Jul. 5th, 2016

rionaleonhart: the mentalist: lisbon, afraid but brave, makes an important call. (it's been an honour)
I went into a bookshop with the specific intention of buying Rivers of London and realised too late that I didn't know the name of the author. With an inward sigh of despair, I trudged into the 'Sci-Fi and Fantasy' section, prepared to comb through all the shelves alphabetically.

Thank God for the name 'Aaronovitch'.


THE BOOKENING TITLE #5: Rivers of London, Ben Aaronovitch.

'Vagina dentata,' said Nightingale. I wasn't sure that I was reassured by the thought that it was common enough for there to be a technical term for it.

Usually, when I enjoy a book, it's because I like the characters or the world or the concepts. Occasionally you'll find a book that's enjoyable because the narrative voice is just so much fun to read. Peter Grant is a great narrator, and I think the constant undercurrent of his wry humour is what really makes Rivers of London. It feels like you're sitting down with him in the pub and he's telling you a story.

There were aspects of this book that impinged slightly on my enjoyment of it. It contained a lot of horrific gore, which I wasn't entirely prepared for, although that's not really the book's fault; I think I expected it to be aimed at a younger age range than it was. It's also a bit male-gazey, although it is at least narrated by a mildly sexually frustrated young man, rather than being one of those books that feels the need to monitor everyone's breasts at all times even if the main character has no reason to be looking at breasts. And I don't like saying that books need better editing, because I'm a copy-editor and I know how thankless a task it is; people will see the one typo that slipped through, but they'll never see the thousands of mistakes you corrected. That said, this book could have done with better editing.

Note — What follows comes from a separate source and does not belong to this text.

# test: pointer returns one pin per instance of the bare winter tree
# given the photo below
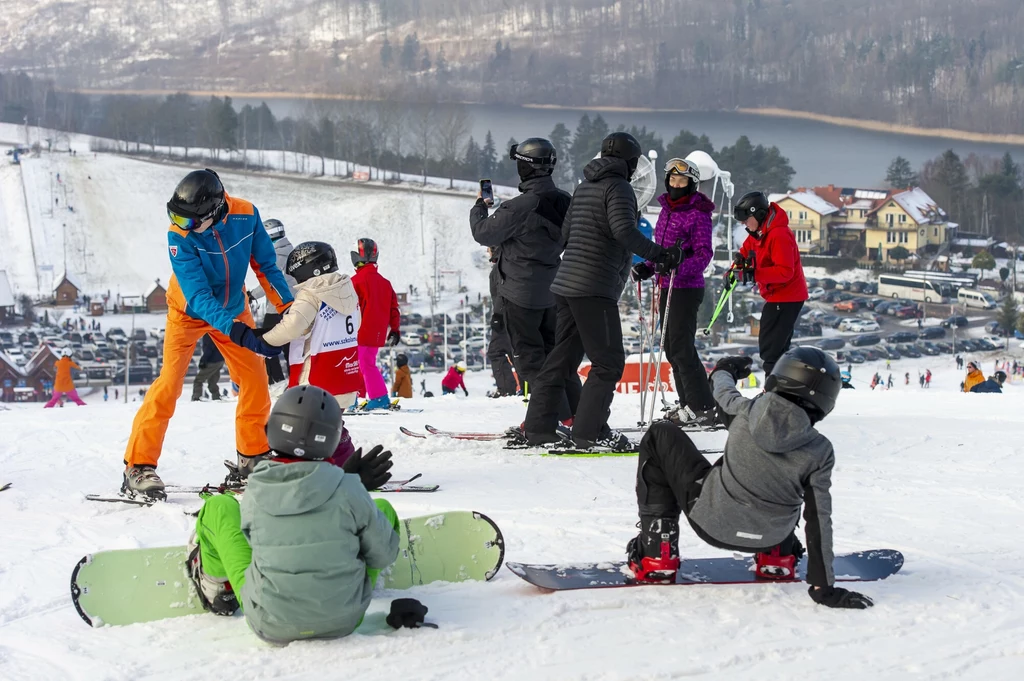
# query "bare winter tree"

Ultimately, though, this was fun! I hugely enjoyed Grant's voice, and the asides about the history of London were interesting. I liked the friendship between Grant and Lesley. I wanted to care about the relationship between Grant and Nightingale, and there were a couple of moments where I thought 'is this the moment I get invested in these two??', but in the end I didn't feel they had as much of a connection as I'd hoped for. I've gained the impression that they're a popular pairing, though, so perhaps their relationship is stronger in later books. (Not sure yet whether I'm actually going to pick up the other books in the series, but we'll see.)

Also, at one point the protagonist makes out with a little brook that runs near my childhood home. There's no other book I can say that about.